Michael Grimm
Not black, but green. Have you seen me?
Low-flying, unmarked helicopters have been circling Santa Fe this week. But they're green, not black, and officials say there's a perfectly reasonable explanation: to get ready for a possible nuclear attack.
An alphabet soup of federal agencies—including the FBI and the Defense Department—are nearing the end of a five-day training exercise in Albuquerque and Santa Fe, Energy Department spokeswoman Jessica Szymanski tells SFR in an email.
It has a name: "Prominent Hunt 17-2." (Seriously.) The agencies have been doing it twice a year since 2012, Szymanski says, making a point of disabusing SFR of the notion that helicopters in the sky over our fair city in preparation for the end of the world might have anything to do with President Donald Trump's ongoing game of rhetorical one-upmanship with North Korea's young dictator.

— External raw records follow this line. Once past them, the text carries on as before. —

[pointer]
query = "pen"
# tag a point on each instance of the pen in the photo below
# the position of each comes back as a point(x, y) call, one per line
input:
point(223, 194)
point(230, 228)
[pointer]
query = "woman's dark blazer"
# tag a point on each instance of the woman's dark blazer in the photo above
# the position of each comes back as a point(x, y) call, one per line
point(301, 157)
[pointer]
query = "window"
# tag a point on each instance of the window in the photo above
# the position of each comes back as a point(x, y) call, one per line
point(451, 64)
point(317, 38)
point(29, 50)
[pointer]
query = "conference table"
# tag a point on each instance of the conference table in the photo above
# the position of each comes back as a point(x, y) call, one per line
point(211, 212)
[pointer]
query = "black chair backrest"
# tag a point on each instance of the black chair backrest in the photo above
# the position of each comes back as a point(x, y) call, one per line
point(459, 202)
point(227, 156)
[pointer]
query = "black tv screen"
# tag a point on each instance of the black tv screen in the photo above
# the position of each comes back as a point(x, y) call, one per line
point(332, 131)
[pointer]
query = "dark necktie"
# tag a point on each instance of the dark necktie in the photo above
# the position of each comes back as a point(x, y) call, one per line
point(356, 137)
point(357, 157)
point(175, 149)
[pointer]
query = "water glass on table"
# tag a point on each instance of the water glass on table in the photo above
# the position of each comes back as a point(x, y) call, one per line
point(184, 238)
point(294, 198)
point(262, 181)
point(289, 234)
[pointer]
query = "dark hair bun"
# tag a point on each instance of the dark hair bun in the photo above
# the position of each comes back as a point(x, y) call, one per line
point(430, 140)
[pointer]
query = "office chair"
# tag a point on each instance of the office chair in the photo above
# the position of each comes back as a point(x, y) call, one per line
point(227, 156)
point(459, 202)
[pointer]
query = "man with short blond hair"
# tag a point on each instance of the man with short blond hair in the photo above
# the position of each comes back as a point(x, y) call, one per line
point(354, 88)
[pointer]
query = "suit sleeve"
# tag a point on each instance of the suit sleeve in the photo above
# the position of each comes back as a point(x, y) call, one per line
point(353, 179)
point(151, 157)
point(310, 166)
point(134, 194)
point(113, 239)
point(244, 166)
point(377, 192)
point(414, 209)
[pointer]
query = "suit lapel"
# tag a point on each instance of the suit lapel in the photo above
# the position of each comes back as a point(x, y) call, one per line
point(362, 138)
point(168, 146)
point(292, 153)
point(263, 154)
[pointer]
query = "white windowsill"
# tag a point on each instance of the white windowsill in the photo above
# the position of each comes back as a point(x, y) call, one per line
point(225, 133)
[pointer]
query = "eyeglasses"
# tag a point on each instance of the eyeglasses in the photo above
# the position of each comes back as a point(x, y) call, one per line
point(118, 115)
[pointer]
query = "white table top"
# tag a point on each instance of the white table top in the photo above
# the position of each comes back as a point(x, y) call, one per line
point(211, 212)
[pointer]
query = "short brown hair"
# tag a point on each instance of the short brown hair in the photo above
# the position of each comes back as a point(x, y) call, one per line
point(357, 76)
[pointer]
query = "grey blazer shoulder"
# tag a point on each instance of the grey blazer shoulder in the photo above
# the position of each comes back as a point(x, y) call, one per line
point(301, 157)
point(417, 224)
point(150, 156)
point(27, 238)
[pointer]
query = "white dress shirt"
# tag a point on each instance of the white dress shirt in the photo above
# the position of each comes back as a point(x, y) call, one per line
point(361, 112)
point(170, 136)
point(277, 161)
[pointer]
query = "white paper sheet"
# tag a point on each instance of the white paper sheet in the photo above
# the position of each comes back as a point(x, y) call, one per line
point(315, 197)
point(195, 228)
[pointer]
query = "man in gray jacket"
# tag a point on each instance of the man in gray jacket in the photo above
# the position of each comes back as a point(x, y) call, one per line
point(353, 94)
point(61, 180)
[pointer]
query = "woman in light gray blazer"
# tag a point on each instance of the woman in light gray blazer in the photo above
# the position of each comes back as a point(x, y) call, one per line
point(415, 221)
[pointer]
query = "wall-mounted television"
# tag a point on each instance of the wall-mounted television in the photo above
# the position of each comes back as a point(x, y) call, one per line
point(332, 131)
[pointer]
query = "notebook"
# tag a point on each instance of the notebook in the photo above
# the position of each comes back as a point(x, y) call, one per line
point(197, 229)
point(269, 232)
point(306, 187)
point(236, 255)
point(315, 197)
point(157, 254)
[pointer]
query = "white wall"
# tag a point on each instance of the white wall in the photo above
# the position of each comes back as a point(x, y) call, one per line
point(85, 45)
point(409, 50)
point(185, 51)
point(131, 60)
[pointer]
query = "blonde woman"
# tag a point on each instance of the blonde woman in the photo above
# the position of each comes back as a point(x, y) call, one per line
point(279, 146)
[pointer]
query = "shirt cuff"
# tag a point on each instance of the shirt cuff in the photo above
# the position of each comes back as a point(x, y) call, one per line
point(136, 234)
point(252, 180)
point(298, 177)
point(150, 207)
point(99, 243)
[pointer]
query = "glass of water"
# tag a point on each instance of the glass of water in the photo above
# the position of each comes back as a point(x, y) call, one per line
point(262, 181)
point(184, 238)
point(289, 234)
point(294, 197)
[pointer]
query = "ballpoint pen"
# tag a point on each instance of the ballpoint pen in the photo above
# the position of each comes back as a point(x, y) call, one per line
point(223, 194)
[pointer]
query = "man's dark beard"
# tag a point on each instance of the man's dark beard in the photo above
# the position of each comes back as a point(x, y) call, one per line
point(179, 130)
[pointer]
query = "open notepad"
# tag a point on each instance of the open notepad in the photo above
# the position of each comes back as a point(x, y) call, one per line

"The exercise is for operational readiness to respond in the event of a nuclear detonation in the US or overseas," her email goes on to say. "It is not in response to any ongoing world events."
Santa Fe Municipal Airport Director Cameron Humphres says the Department of Energy notified the city's air traffic control tower last week that two helicopters for the exercise would use the airport as an operations base.
Helicopter pilots aren't required to file flight plans with the Federal Aviation Administration, according to Humphres. The FAA’s Flight Standards District Office in Albuquerque has informed the airport, however, that several people made complaints about the operation.Residents have reported seeing the helicopters over Cerrillos Road and also St. Francis Drive, as well as near Nava Elementary School and the Sangre de Cristo foothills.The Department of Energy includes the National Nuclear Security Administration and oversees operations at Los Alamos National Laboratory.